Green policy was to court only the party vote in election year and, for a first timer, Lawless said her placing was a positive sign and like her party she was in it for the long term.
"That's why young people like the Greens," she said. "Because it is the party with the longest-term political vision, quite literally.
"We want a functioning society in one hundred years. Not just until the election, or until we finish with politics or retire."
Lawless grew up on a farm at Te Uku on Raglan Harbour, where the Waitetuna River flowed through the backyard and living off the land was mandatory.
"My dad taught me if you can kill it you can eat it," she said. "That was the rule."
Whitebaiting, kayaking and fishing for flounder and kahawai took place in the lower reaches of the Waitetuna and the freezer was always full of home-killed meat.
"It was a really awesome way to grow up and I realise how hard that is to give people. It really instilled in me the values I want New Zealanders to have and pass on to their kids.
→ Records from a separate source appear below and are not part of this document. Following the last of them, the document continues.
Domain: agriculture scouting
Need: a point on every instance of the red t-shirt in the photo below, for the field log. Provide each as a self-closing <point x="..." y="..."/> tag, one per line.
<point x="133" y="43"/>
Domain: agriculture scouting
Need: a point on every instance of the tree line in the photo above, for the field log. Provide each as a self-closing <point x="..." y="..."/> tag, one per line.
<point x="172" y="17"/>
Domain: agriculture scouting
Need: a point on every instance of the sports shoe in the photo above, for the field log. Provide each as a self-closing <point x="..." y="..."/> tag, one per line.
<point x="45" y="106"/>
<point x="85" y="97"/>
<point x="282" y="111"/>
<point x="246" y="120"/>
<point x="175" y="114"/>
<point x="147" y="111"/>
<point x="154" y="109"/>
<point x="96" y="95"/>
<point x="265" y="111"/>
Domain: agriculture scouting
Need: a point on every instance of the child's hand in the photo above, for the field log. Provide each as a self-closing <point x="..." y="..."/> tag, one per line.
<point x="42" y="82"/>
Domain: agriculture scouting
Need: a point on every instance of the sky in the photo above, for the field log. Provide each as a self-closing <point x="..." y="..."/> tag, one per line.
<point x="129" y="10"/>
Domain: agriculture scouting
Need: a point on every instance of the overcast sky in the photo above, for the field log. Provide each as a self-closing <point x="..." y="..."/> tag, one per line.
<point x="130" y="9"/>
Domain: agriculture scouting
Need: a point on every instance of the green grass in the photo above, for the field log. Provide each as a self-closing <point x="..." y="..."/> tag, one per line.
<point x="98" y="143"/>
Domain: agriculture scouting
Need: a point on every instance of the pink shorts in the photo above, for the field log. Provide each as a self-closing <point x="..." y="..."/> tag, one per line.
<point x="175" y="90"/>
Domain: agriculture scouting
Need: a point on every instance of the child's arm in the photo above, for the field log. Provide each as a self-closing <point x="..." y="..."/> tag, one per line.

"It was really nice . . . There's none of that now."
She said land intensification upstream had left the Waitetuna a "cow poo mud flat" and she was determined to make changes to better the environment.
"As a community we need to be making decisions that protect everybody's right to that water."
Lawless was sitting on one of the wooden benches on Commerce St, Frankton when the Waikato Times spoke to her, after just coming out of one of the many op shops in the area.
"I love op shopping," Lawless said.
What started as a schoolgirl necessity turned into a craze and she has made long-lasting friendships with people she has met in the stores.
Her father died when she was 13 years old and her mother was a primary school teacher with two children to fend for.
The former Hamilton Girls' High School student got her first job at a local blueberry farm when she was 14 and learned how to be resourceful.
"Me and my friends who weren't in that position went op shopping and we learnt how to make our own clothes."
"You just have to give them a new life. It's environmentally friendly, it's cheap, it's fun. Why wouldn't you do it, you know, hello?"
Her passion for op shopping resulted in a clash of cultures while in a France for a year.
She stayed at a village where Lawless' host mother told members of the church she wore "dead people's clothes".
A concerned neighbour turned up at the door with more appropriate attire.
"They thought that I must be so poor and I was completely on the bones of my arse.
"I was trying to explain to them about op-shopping but they would never do that because you would lose face."
She came home again and "could have kissed the ground" before embarking on a political science degree at Victoria University and finding inspiration to join the fray.
In 2006, while at Parliament to write a research report, she watched the mud slinging between National and Labour, but Metiria Turei's opposition to West Coast mining had her hooked.
"That really stood out to me about someone who really cared about her job and that's when I decided I wanted to work for that party and enter politics."
A stint working for former MP and now-Hamilton City councillor Martin Gallagher turned into a long term job with Green MP Kevin Hague she decided the step up should come sooner rather than later.
She lives in Porirua but Hamilton was still home and the logical choice for politics.
"The people that I know in the Greens are up here and my family is up here. Wellington has got enough politicians."